呼気NOが高く咳喘息の診断が近づいた場合、適切な治療期間を設けずに放置すると再発しやすく、気管支喘息が起きる可能性が高まります。咳喘息は風邪などと異なり、継続的なケアが必要です。治療期間やアレルギーの確認のためにはアレルギー検査が重要です。当院ではCAP-16鼻炎喘息の項目を含むアレルギー検査を行い、季節性および通年性のアレルゲンに対する反応を詳細に確認します。

治療法や期間は患者様によって異なりますが、アレルギー検査を通じて適切な治療法を導き出せば、再発を防ぐことができます。治療の効果がみられない場合や呼気NO値が高い場合は、強い薬の使用が必要となり、その際には腎機能や肝機能などの採血も行います。当院では患者様の状態に合わせた最適な治療プランを提供し、安心して治療を受けられるよう心がけております。

 

当院の咳喘息の治療

院では気管支拡張薬の効果を確認し、β2刺激薬と吸入ステロイドの合剤を主流としています。合剤を初期治療で積極的に使用し、症状軽減を迅速に行います。β2単剤では効果のばらつきがありますが、合剤の利用で確実な治療が可能です。

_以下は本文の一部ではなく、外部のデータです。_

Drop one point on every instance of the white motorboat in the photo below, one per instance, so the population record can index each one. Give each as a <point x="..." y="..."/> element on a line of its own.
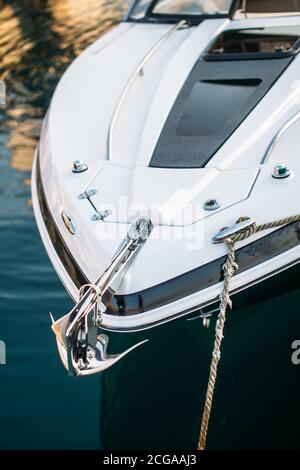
<point x="174" y="125"/>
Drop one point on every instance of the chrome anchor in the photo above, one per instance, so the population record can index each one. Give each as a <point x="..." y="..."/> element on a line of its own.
<point x="82" y="350"/>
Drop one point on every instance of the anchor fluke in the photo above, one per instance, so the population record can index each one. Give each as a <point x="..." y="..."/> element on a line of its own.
<point x="82" y="350"/>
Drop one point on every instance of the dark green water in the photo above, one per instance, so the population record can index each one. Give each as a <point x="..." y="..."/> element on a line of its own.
<point x="154" y="398"/>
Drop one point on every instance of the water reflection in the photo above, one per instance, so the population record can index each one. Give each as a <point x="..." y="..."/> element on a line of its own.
<point x="41" y="407"/>
<point x="38" y="39"/>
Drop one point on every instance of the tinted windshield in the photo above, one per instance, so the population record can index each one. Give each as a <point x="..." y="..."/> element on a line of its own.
<point x="144" y="8"/>
<point x="192" y="7"/>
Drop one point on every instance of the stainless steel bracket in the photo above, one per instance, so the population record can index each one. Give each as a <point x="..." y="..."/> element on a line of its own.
<point x="82" y="350"/>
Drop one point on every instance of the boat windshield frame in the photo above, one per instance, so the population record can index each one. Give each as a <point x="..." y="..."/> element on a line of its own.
<point x="151" y="17"/>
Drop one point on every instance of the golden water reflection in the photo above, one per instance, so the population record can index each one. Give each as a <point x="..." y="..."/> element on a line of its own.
<point x="38" y="39"/>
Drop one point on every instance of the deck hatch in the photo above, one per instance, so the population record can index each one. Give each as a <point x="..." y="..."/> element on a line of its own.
<point x="215" y="99"/>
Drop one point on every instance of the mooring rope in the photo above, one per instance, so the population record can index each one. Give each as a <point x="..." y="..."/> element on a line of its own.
<point x="229" y="268"/>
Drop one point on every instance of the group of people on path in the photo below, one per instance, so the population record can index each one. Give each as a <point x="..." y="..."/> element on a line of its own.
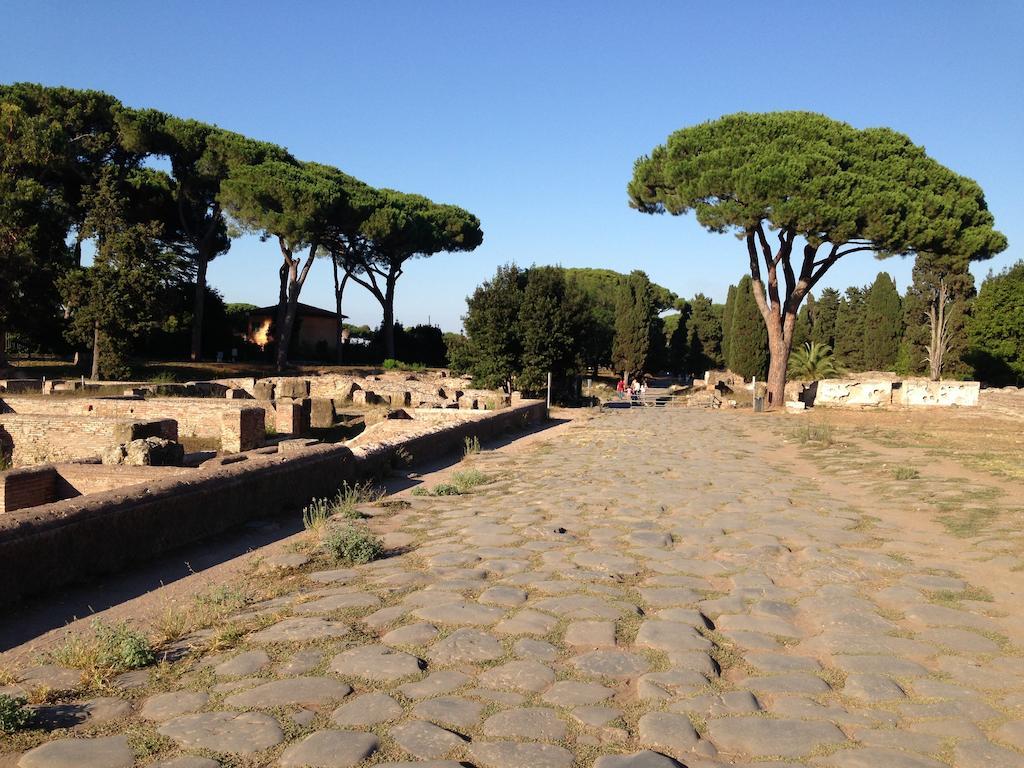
<point x="636" y="389"/>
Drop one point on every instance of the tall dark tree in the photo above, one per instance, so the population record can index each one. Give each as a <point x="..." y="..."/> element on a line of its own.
<point x="293" y="204"/>
<point x="635" y="328"/>
<point x="996" y="328"/>
<point x="552" y="317"/>
<point x="201" y="157"/>
<point x="823" y="322"/>
<point x="823" y="188"/>
<point x="749" y="338"/>
<point x="804" y="329"/>
<point x="493" y="350"/>
<point x="936" y="312"/>
<point x="704" y="336"/>
<point x="601" y="288"/>
<point x="116" y="299"/>
<point x="883" y="324"/>
<point x="850" y="329"/>
<point x="730" y="302"/>
<point x="404" y="226"/>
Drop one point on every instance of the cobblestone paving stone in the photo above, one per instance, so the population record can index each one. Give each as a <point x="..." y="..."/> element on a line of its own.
<point x="645" y="591"/>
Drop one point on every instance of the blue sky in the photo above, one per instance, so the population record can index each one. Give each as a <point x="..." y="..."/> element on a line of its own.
<point x="530" y="114"/>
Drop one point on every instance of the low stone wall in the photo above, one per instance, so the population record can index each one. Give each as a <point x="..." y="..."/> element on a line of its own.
<point x="197" y="417"/>
<point x="955" y="393"/>
<point x="37" y="438"/>
<point x="47" y="547"/>
<point x="888" y="392"/>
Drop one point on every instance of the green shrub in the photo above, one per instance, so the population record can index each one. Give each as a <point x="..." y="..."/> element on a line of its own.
<point x="469" y="478"/>
<point x="905" y="473"/>
<point x="353" y="545"/>
<point x="14" y="714"/>
<point x="820" y="433"/>
<point x="112" y="648"/>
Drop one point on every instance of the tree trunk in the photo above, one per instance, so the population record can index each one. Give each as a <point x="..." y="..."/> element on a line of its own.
<point x="199" y="306"/>
<point x="339" y="290"/>
<point x="280" y="318"/>
<point x="288" y="322"/>
<point x="388" y="321"/>
<point x="95" y="351"/>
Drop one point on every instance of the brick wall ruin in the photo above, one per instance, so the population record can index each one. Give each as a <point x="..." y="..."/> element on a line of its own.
<point x="46" y="547"/>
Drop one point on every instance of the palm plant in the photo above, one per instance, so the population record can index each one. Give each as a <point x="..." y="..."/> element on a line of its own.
<point x="812" y="363"/>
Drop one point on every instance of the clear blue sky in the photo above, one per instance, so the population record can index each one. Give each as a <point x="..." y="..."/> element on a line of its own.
<point x="530" y="113"/>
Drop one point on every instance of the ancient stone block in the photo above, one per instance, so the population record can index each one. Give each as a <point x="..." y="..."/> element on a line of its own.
<point x="293" y="416"/>
<point x="321" y="413"/>
<point x="243" y="430"/>
<point x="263" y="390"/>
<point x="294" y="388"/>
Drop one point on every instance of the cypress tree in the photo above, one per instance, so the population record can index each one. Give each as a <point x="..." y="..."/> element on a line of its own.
<point x="551" y="324"/>
<point x="823" y="323"/>
<point x="730" y="301"/>
<point x="635" y="314"/>
<point x="883" y="324"/>
<point x="939" y="294"/>
<point x="704" y="336"/>
<point x="805" y="324"/>
<point x="850" y="330"/>
<point x="748" y="337"/>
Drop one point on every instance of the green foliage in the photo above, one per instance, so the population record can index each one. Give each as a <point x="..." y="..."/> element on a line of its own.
<point x="635" y="326"/>
<point x="727" y="313"/>
<point x="601" y="288"/>
<point x="996" y="328"/>
<point x="905" y="473"/>
<point x="936" y="311"/>
<point x="883" y="324"/>
<point x="823" y="317"/>
<point x="118" y="298"/>
<point x="749" y="338"/>
<point x="820" y="433"/>
<point x="850" y="329"/>
<point x="552" y="320"/>
<point x="352" y="545"/>
<point x="805" y="176"/>
<point x="704" y="336"/>
<point x="494" y="347"/>
<point x="804" y="327"/>
<point x="812" y="361"/>
<point x="109" y="649"/>
<point x="14" y="714"/>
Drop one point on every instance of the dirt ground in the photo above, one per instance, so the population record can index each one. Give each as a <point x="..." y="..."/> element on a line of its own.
<point x="664" y="587"/>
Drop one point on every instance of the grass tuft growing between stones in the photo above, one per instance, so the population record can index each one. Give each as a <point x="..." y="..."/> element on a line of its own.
<point x="352" y="545"/>
<point x="14" y="714"/>
<point x="820" y="434"/>
<point x="109" y="649"/>
<point x="905" y="473"/>
<point x="462" y="482"/>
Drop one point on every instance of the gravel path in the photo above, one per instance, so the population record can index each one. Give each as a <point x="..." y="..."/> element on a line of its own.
<point x="646" y="590"/>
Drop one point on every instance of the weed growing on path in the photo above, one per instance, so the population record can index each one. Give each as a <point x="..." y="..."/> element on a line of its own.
<point x="353" y="545"/>
<point x="905" y="473"/>
<point x="820" y="433"/>
<point x="109" y="650"/>
<point x="14" y="714"/>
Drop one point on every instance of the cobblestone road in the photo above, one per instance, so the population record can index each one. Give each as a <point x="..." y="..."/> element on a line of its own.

治療中は年齢、症状の程度、呼気NO値などを考慮し、最適な薬の選択を行います。副作用が出た場合は柔軟に薬の変更を行います。気管支喘息の緊急治療にはβ2刺激薬のネブライザーやステロイド+テオフィリンの点滴を使用し、点滴室などで重症患者の方に対応できるようにしています。症状が安定した患者様には呼吸機能検査を勧め、肺の状態を数値で示し、治療方針を共有します。治療が安定していれば薬の減量を検討し、患者様との協力で治療を進めていきます。